Epistemic infrastructure for AI scientists
Project description
Mareforma
Trust your AI agents' findings without taking them on faith.
Mareforma is the local store where research agents write their claims — signed, cross-referenced, and promoted when independent agents converge — so trust comes from evidence, not the agent's own confidence score.
Why
AI agents are being deployed on real research problems before any infrastructure exists to know which of their findings can be trusted. Tracing tools record what the agent did; they do not record what it means, whether it converges with independent evidence, or how far a conclusion is from its raw data. Without that structure, a silent pipeline failure, a prior-knowledge fallback, and a real result look identical.
Every primitive mareforma uses — Ed25519 signing, DSSE envelopes, Sigstore-Rekor transparency, GRADE evidence vectors, SQLite — already exists in mature form. What is missing in the OSS landscape is the combination: a runtime, opt-in Python library that bundles them as the place an agent writes claims to.
What it does
import mareforma
with mareforma.open() as graph:
# Query established prior claims. query_for_llm wraps text in
# <untrusted_data>...</untrusted_data> tags so a downstream LLM
# consumes it as data, not instructions.
prior = graph.query_for_llm("topic X", min_support="REPLICATED")
claim_id = graph.assert_claim(
"Cell type A exhibits property X under condition Y (n=842, p<0.001)",
classification="ANALYTICAL",
generated_by="agent/model-a/lab_a",
supports=[c["claim_id"] for c in prior],
)
# Walk the full lineage of any claim: upstream + downstream + signatures
# + contradictions + verdicts in one deterministic dict.
lineage = graph.query_provenance(claim_id, depth=4)
graph LR
P(["ESTABLISHED upstream<br/>(prior literature)"]) --> A["ANALYTICAL · lab_a"]
P --> B["ANALYTICAL · lab_b"]
A --> R(["REPLICATED ✓"])
B --> R
R -->|"graph.validate()"| E(["ESTABLISHED ✓"])

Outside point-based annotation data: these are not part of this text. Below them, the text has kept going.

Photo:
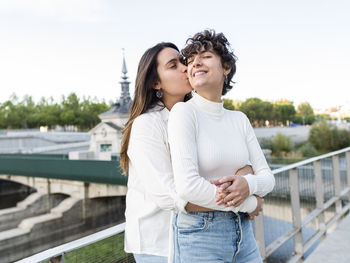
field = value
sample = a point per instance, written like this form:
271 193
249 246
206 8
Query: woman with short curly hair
207 143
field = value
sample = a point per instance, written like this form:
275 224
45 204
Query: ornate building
106 136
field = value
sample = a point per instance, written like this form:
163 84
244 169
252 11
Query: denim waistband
213 214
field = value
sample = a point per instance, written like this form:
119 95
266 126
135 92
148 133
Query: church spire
122 105
125 99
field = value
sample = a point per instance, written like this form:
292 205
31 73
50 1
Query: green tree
281 145
228 104
305 113
305 109
284 113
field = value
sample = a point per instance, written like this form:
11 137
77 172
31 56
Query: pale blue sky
298 50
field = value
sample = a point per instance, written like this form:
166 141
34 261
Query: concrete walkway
335 248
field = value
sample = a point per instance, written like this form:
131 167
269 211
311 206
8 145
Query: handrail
73 245
308 161
298 224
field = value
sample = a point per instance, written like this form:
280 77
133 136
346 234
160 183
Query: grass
109 250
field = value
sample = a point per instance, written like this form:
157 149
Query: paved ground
335 248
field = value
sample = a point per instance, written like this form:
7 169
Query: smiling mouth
199 73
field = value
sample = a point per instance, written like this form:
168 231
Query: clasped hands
234 189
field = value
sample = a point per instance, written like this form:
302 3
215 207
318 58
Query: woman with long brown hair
145 155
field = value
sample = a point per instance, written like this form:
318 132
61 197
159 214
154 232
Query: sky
296 50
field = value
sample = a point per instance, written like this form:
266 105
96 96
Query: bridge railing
57 166
309 198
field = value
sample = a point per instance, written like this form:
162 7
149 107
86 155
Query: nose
184 68
197 61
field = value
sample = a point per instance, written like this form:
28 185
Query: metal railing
313 190
319 191
57 166
110 241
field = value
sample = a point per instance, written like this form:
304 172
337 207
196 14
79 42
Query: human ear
157 86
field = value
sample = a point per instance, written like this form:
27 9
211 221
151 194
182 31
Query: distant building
106 136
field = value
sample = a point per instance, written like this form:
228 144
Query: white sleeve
262 181
189 184
150 157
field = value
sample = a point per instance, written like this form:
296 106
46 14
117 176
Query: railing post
337 187
260 235
319 196
296 214
347 157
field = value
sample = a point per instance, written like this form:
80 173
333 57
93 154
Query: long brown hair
145 95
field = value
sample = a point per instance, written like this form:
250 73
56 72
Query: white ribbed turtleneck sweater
208 142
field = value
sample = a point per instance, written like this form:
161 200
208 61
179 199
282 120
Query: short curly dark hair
208 40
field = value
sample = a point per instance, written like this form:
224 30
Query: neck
214 97
170 102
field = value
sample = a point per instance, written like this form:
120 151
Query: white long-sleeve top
208 142
151 192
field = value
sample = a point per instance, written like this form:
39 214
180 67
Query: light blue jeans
209 237
144 258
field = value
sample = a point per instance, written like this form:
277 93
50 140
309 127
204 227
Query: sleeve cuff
252 204
252 183
181 204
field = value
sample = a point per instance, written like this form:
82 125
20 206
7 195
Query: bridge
310 198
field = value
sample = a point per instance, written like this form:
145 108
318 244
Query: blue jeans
209 237
144 258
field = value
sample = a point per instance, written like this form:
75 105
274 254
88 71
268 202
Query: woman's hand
233 189
258 208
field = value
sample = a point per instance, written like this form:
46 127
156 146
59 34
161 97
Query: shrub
308 150
281 144
266 143
326 138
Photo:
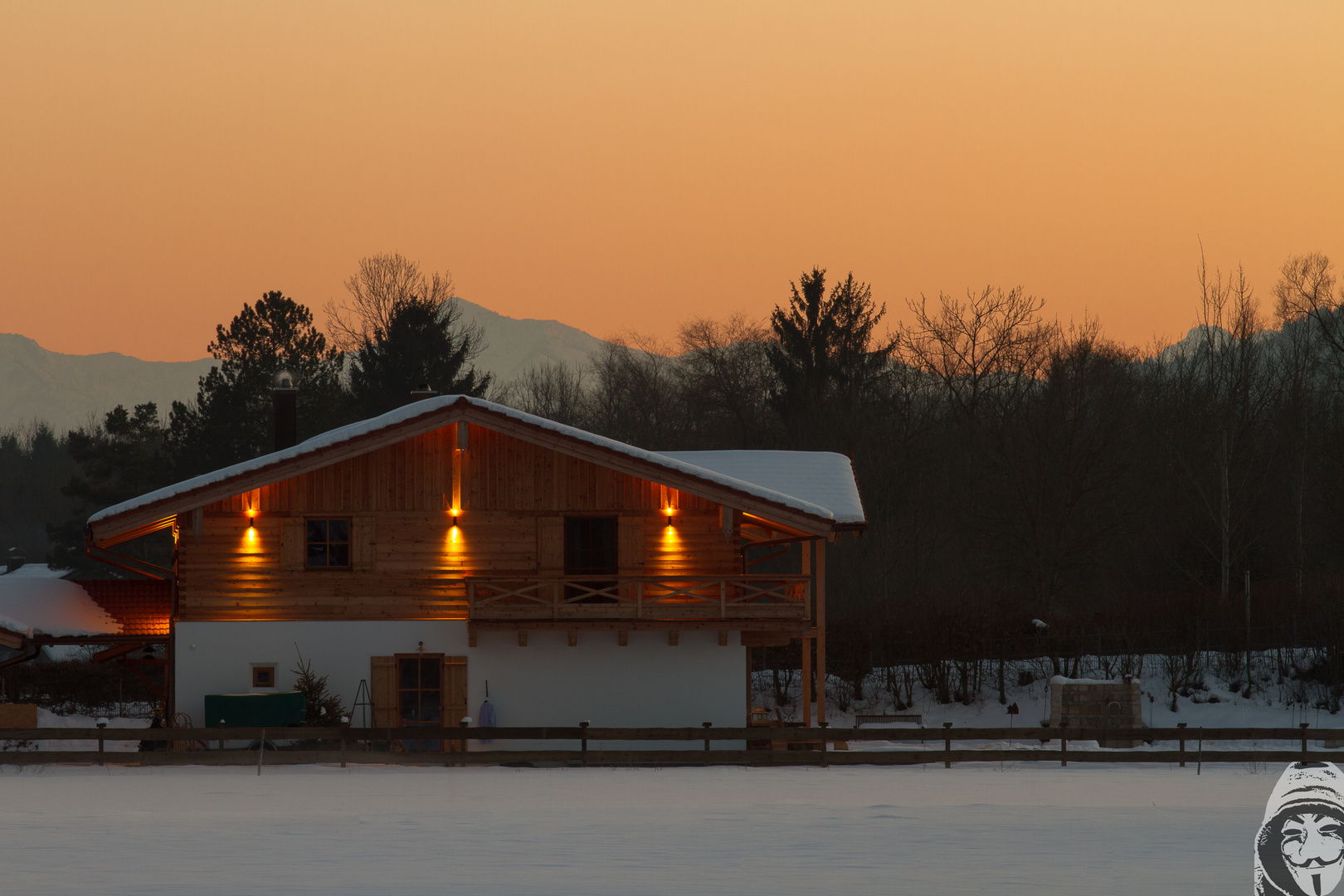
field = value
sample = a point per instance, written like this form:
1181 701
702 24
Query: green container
256 709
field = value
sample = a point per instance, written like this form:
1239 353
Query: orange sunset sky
626 165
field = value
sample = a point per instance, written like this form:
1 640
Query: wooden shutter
362 544
455 698
293 547
382 689
550 546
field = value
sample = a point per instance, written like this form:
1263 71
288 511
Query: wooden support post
821 631
806 568
806 683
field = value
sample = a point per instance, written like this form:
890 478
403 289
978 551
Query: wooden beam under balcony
782 627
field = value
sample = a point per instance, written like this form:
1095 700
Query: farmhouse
455 551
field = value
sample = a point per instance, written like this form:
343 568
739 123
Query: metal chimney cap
284 379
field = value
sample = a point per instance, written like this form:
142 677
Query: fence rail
358 746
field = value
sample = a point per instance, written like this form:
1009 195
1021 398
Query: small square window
329 543
264 676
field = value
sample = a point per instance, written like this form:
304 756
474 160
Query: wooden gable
509 496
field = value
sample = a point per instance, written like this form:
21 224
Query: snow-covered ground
973 829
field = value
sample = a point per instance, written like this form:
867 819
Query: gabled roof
821 477
762 494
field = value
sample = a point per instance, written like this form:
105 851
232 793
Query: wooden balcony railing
645 597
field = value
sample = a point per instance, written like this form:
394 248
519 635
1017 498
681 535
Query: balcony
645 597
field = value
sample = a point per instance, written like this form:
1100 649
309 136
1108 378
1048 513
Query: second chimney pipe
285 395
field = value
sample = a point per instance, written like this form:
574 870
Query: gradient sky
628 165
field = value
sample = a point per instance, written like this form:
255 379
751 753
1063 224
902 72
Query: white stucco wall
548 683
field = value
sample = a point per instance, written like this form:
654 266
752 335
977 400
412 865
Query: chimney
422 392
284 390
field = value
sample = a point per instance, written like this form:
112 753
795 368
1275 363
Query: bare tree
1227 394
726 373
377 290
990 345
553 390
1305 290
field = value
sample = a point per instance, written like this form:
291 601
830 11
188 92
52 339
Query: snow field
319 829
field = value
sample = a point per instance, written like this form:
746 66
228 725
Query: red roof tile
139 606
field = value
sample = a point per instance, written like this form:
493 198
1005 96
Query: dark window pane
338 531
407 674
590 546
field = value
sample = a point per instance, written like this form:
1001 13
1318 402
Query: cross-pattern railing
644 597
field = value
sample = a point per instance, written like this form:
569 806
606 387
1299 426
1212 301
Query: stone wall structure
1090 703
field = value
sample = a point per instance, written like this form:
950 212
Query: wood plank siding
405 559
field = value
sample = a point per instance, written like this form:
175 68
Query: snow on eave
435 410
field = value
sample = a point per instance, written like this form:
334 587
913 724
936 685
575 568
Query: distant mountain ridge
71 390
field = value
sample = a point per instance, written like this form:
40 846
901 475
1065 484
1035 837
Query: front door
420 691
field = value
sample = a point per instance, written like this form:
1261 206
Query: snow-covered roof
819 477
788 483
37 605
38 571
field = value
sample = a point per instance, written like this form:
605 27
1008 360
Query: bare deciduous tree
990 345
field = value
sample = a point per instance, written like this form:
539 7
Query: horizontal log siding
407 488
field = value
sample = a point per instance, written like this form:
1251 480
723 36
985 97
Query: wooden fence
378 746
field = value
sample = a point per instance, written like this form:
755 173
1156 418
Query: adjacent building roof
819 477
43 605
816 489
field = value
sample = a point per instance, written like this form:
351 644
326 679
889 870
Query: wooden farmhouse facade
455 550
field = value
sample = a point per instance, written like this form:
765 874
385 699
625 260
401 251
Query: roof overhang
149 514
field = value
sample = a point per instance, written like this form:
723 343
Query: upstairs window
329 544
590 550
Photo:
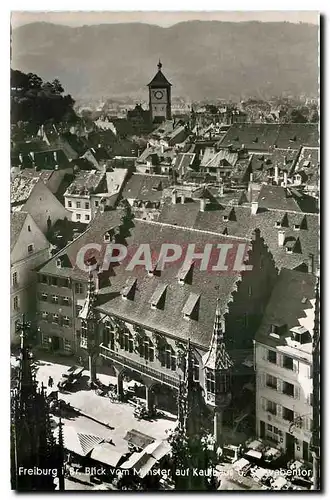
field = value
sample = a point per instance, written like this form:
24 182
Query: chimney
174 197
285 179
281 238
254 207
311 263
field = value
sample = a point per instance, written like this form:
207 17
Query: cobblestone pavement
118 415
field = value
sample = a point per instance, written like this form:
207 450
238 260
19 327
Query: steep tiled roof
159 80
145 187
183 161
21 188
241 225
290 298
264 136
17 220
282 198
169 318
213 159
87 182
94 233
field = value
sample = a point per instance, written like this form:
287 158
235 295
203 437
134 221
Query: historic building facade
145 318
160 97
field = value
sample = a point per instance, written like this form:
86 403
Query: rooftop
17 220
86 183
240 223
145 187
257 136
290 303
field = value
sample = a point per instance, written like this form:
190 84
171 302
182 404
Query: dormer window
300 335
157 300
184 274
190 309
129 289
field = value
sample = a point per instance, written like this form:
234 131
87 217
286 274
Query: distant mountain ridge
202 59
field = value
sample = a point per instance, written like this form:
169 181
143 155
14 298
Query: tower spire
27 383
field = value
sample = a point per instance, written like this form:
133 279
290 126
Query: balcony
170 380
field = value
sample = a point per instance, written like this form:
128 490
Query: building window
273 433
46 340
15 303
126 341
66 321
287 414
210 381
288 362
271 381
109 336
195 369
83 335
15 279
79 288
271 407
67 345
272 357
148 350
78 309
288 389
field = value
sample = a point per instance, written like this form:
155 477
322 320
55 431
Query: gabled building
148 315
28 249
284 366
31 195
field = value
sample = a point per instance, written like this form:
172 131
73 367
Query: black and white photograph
164 251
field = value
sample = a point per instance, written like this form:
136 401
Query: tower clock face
159 95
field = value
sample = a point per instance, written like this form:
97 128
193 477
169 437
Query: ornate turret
32 441
89 322
159 97
217 364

style P fill:#713f12,stroke:#f59e0b,color:#fde68a
style A fill:#1e3a5f,stroke:#3b82f6,color:#93c5fd
style B fill:#1e3a5f,stroke:#3b82f6,color:#93c5fd
style R fill:#14532d,stroke:#22c55e,color:#86efac
style E fill:#713f12,stroke:#f59e0b,color:#fde68a
REPLICATED fires when two enrolled keys sign claims with different
generated_by strings, all citing the same ESTABLISHED upstream in
supports[] — three conditions, all required. On a fresh graph,
bootstrap an ESTABLISHED anchor with seed=True (enrolled validator
only); see Example 03 for the
full seed-then-converge pattern.
Trust ladder — derived from graph topology, never self-reported:
| Level | Meaning |
|---|---|
PRELIMINARY |
One agent asserted it. Cryptographic provenance, no convergence signal yet. |
REPLICATED |
≥2 enrolled keys signed claims sharing an ESTABLISHED upstream with different generated_by strings. |
ESTABLISHED |
An enrolled human-typed key signed a validation envelope binding evidence_seen=[...] review citations. |
Classification — declared by the agent, records what kind of work produced it: INFERRED (LLM reasoning), ANALYTICAL (deterministic analysis against source data), DERIVED (explicitly built on ESTABLISHED / REPLICATED claims). Trust level and classification are independent axes — query both: graph.query(text, min_support="REPLICATED", classification="ANALYTICAL").
Core surface
graph.assert_claim(text, classification, supports=[...], grounding_sensor=verifier)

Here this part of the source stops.